Member of the Senate
- Incumbent
- Assumed office 13 October 2022
- Constituency: Sicily

Member of the European Parliament
- In office 1 July 2014 – 14 July 2018
- Constituency: Italian Islands

Personal details
- Born: 3 March 1972 (age 54) Catania, Italy
- Party: MSI (till 1995) AN (1995-2009) PdL (2009-2013) FI (2013-2019) FdI (since 2019)
- Alma mater: University of Catania
- Occupation: Chartered accountant, politician

= Salvo Pogliese =

Italian politician

Salvatore Domenico Antonio Pogliese (born 3 March 1972) is an Italian politician, Mayor of Catania from 2018 to 2022.

== Biography ==
Pogliese graduated in Economy at the University of Catania and has been a chartered accountant. He entered in politics when he was very young, beginning his political career in the Youth Front, the youth organization of the Italian Social Movement, of which Pogliese has been provincial secretary in Catania.
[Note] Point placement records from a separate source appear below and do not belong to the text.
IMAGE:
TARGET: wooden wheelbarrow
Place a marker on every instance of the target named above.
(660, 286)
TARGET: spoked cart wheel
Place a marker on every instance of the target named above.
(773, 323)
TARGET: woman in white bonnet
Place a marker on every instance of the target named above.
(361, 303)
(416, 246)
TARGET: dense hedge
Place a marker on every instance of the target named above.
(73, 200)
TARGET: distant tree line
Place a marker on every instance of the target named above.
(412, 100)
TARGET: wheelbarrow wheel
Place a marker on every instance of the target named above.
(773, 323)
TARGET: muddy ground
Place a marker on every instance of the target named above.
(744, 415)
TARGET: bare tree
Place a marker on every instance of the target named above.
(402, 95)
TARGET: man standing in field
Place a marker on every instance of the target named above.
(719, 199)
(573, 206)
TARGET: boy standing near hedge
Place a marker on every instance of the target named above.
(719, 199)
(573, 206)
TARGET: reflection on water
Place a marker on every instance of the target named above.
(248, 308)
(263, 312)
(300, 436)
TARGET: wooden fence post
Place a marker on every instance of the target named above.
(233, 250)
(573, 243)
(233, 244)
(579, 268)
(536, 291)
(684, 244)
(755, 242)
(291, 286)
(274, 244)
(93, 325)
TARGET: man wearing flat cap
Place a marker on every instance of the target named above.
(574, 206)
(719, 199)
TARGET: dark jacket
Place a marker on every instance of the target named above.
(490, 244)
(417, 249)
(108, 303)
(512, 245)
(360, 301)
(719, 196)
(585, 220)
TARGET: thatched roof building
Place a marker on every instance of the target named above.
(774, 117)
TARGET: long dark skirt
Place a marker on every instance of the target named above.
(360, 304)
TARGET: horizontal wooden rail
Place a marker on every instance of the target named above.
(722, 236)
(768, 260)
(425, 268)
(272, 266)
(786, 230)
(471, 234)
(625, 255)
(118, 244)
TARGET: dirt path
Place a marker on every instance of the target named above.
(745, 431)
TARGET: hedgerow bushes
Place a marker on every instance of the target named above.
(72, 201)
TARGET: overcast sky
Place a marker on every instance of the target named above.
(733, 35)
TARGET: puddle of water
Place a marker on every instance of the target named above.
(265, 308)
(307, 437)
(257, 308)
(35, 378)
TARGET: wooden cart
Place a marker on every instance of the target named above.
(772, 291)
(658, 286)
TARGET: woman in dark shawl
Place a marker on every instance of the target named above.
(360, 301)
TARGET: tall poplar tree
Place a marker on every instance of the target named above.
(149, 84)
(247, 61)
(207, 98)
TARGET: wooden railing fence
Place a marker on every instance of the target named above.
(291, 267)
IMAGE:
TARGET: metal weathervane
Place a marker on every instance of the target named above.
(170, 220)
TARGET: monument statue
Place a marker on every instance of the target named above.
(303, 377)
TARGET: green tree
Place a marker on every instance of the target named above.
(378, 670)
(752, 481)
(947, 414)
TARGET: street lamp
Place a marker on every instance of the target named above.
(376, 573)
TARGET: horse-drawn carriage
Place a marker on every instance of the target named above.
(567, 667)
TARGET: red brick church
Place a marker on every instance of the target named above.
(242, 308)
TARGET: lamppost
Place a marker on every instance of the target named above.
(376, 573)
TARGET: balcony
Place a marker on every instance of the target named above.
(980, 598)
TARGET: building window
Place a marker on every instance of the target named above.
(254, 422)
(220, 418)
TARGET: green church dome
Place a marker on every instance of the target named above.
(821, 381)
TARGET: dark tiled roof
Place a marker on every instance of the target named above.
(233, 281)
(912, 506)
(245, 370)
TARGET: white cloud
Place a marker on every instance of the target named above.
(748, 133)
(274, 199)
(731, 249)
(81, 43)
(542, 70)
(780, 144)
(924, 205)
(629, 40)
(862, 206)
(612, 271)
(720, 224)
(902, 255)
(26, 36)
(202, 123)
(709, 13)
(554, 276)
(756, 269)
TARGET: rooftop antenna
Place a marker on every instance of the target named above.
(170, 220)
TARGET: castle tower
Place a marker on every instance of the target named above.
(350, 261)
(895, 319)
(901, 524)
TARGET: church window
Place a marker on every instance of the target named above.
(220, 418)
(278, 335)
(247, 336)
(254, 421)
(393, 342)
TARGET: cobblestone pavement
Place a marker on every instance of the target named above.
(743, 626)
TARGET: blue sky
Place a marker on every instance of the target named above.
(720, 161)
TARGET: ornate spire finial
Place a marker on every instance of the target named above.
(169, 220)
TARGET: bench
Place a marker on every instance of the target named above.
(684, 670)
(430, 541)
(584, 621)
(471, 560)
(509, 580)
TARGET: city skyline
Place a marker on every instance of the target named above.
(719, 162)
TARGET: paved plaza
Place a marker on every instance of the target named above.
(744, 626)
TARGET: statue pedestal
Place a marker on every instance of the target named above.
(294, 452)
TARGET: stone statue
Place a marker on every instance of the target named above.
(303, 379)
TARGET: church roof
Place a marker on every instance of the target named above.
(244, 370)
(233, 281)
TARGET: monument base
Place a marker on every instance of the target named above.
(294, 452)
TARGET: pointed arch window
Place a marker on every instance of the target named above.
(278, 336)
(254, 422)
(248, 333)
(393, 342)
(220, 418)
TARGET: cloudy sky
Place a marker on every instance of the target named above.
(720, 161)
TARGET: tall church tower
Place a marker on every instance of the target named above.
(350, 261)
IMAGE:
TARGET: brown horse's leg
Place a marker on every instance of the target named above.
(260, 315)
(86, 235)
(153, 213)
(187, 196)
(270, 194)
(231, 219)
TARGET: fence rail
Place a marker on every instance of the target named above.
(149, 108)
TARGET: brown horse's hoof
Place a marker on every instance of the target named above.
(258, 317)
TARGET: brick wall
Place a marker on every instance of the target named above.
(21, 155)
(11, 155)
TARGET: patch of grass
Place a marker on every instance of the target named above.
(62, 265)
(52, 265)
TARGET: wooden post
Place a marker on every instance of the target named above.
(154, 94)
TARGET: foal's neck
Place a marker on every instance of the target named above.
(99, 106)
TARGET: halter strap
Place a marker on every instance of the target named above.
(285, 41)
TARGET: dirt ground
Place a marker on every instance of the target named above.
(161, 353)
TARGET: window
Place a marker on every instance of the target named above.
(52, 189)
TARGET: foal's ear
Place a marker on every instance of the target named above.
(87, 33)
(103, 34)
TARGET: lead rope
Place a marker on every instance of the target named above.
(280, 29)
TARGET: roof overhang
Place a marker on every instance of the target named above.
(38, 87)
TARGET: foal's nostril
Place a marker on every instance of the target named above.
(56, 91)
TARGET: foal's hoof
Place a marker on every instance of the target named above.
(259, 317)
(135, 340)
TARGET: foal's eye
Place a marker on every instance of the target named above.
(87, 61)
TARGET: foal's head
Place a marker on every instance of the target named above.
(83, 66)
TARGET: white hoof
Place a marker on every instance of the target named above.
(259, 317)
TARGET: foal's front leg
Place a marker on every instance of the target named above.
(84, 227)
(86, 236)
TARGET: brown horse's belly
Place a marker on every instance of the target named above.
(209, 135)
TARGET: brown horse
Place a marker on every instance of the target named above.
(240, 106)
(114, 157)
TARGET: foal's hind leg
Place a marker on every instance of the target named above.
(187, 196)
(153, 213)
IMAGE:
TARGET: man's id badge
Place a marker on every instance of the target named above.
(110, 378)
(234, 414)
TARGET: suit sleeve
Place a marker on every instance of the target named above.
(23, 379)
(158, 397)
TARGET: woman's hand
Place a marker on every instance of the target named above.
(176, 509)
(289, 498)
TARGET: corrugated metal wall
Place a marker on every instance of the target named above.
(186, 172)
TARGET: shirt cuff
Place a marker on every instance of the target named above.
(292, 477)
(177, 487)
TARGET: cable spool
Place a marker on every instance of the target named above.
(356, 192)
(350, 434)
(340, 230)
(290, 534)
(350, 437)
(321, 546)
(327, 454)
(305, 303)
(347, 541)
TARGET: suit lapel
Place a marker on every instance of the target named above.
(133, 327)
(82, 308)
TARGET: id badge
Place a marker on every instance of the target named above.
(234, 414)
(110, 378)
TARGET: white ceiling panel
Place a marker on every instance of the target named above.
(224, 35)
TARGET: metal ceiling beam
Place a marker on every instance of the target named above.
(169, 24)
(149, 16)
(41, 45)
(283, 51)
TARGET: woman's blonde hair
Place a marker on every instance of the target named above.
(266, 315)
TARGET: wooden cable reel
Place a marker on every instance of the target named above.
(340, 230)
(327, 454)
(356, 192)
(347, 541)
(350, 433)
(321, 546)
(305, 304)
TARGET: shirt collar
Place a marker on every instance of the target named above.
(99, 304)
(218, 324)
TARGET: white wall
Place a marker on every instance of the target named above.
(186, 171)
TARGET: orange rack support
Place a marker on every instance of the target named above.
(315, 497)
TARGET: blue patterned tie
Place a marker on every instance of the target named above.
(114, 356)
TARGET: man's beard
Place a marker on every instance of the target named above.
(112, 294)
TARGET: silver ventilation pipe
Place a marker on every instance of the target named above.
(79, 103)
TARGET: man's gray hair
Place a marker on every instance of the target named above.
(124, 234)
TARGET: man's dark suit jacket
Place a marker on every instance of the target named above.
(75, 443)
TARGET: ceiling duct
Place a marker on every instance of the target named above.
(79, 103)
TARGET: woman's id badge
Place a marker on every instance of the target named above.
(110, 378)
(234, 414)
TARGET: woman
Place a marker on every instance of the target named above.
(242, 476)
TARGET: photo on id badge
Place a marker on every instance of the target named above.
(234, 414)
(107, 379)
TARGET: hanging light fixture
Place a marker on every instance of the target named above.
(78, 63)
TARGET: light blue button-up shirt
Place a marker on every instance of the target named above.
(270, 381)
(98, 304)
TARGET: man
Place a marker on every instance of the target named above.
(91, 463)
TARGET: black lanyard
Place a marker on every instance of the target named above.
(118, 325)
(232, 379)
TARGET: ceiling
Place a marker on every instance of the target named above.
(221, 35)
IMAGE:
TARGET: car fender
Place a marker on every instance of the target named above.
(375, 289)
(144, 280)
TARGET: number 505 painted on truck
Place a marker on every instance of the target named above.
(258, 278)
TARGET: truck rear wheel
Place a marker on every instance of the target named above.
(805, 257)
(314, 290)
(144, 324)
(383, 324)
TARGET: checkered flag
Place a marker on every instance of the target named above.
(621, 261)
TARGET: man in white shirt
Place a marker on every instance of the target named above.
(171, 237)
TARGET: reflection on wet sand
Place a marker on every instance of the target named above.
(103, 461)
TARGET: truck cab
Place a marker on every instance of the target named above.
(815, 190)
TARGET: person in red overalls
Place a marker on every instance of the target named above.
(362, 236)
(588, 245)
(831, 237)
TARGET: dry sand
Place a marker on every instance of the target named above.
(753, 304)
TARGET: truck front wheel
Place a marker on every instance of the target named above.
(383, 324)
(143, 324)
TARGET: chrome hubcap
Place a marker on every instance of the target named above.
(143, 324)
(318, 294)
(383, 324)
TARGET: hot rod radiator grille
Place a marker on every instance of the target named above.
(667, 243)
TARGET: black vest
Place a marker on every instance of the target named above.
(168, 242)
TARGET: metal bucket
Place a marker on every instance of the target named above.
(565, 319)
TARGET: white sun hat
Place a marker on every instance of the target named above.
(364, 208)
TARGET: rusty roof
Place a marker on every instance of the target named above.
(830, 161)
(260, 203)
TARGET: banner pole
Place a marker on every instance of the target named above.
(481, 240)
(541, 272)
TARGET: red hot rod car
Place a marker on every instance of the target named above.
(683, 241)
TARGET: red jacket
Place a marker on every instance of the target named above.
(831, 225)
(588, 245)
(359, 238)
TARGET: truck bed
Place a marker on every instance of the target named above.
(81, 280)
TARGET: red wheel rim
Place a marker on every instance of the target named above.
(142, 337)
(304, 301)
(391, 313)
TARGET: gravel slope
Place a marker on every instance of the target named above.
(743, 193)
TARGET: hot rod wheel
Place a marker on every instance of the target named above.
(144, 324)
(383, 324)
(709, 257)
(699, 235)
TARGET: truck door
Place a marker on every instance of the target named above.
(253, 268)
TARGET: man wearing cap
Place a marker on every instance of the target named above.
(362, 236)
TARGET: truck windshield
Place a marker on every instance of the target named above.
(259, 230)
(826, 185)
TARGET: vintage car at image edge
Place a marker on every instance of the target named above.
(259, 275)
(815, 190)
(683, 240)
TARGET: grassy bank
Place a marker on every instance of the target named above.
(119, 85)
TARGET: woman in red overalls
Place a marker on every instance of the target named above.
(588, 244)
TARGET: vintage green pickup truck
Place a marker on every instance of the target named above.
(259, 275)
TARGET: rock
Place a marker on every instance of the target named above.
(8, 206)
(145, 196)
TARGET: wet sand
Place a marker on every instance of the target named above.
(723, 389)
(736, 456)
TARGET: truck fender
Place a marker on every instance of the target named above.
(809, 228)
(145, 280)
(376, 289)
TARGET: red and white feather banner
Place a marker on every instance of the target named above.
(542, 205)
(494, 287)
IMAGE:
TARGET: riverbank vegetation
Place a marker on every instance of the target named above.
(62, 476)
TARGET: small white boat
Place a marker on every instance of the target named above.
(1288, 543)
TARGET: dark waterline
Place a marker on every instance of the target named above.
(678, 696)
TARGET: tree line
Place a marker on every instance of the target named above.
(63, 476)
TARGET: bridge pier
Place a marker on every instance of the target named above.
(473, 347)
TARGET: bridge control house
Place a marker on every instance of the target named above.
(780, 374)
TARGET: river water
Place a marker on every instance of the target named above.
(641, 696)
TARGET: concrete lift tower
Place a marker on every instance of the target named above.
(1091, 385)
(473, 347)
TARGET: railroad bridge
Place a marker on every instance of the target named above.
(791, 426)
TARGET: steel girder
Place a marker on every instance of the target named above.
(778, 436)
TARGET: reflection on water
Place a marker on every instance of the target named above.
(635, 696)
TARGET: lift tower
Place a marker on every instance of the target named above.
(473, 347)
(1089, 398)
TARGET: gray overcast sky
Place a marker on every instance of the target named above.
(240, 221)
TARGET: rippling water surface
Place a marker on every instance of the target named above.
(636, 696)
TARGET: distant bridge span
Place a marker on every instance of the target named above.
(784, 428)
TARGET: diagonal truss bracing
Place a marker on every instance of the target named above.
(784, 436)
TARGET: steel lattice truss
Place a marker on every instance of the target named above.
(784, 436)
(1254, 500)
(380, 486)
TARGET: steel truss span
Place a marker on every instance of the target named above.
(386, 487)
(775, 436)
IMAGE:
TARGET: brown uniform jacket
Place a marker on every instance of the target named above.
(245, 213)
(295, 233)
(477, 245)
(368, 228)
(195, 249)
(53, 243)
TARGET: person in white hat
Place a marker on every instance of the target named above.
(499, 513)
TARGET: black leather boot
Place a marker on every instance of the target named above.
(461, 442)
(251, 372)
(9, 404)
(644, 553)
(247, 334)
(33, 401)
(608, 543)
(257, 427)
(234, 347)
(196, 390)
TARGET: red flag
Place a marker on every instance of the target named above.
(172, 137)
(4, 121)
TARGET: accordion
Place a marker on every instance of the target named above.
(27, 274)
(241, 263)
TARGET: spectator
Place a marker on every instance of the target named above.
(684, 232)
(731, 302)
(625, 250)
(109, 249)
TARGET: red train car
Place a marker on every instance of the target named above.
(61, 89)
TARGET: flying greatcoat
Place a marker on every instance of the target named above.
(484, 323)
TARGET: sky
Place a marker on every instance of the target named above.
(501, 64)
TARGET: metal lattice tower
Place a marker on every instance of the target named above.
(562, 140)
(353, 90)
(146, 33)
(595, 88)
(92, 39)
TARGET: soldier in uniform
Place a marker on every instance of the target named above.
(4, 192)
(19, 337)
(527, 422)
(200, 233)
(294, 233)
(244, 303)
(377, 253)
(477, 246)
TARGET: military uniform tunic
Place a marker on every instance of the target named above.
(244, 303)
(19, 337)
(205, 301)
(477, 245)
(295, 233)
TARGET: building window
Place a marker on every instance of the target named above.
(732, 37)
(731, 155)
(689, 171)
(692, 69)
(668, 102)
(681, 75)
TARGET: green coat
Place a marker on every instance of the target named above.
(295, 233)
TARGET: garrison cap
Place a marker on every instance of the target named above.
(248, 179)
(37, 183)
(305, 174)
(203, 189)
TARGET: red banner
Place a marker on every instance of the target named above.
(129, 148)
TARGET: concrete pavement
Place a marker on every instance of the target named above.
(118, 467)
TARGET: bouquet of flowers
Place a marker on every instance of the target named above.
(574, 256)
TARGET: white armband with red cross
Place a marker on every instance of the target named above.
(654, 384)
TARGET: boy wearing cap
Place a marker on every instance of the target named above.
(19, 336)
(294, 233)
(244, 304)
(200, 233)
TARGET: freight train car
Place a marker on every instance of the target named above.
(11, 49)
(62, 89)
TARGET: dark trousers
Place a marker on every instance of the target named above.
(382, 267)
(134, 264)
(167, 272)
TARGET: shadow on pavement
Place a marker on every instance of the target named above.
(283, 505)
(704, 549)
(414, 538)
With the end of the MSI and the birth of National Alliance, Pogliese became the regional secretary of Youth Action, the youth organization of Gianfranco Fini's party in Sicily.

In 1997 he was elected to the City Council of Catania and in 2003 he was elected to the Provincial Council, working as assessor in the junta led by Raffaele Lombardo. He is elected to the Sicilian Regional Assembly in the regional elections of 2006 with National Alliance and in the regional elections of 2008 with The People of Freedom. Re-elected in the regional elections of 2012, he became vice-president of the Sicilian Regional Assembly.

During the 2014 European election, Pogliese in elected to the European Parliament with Forza Italia.

In February 2018, Pogliese announced his intention to run for Mayor of Catania, receiving support from his own party and the whole centre-right coalition and from President of Sicily Nello Musumeci. In June 2018, Pogliese is elected Mayor, defeating his incumbent predecessor Enzo Bianco.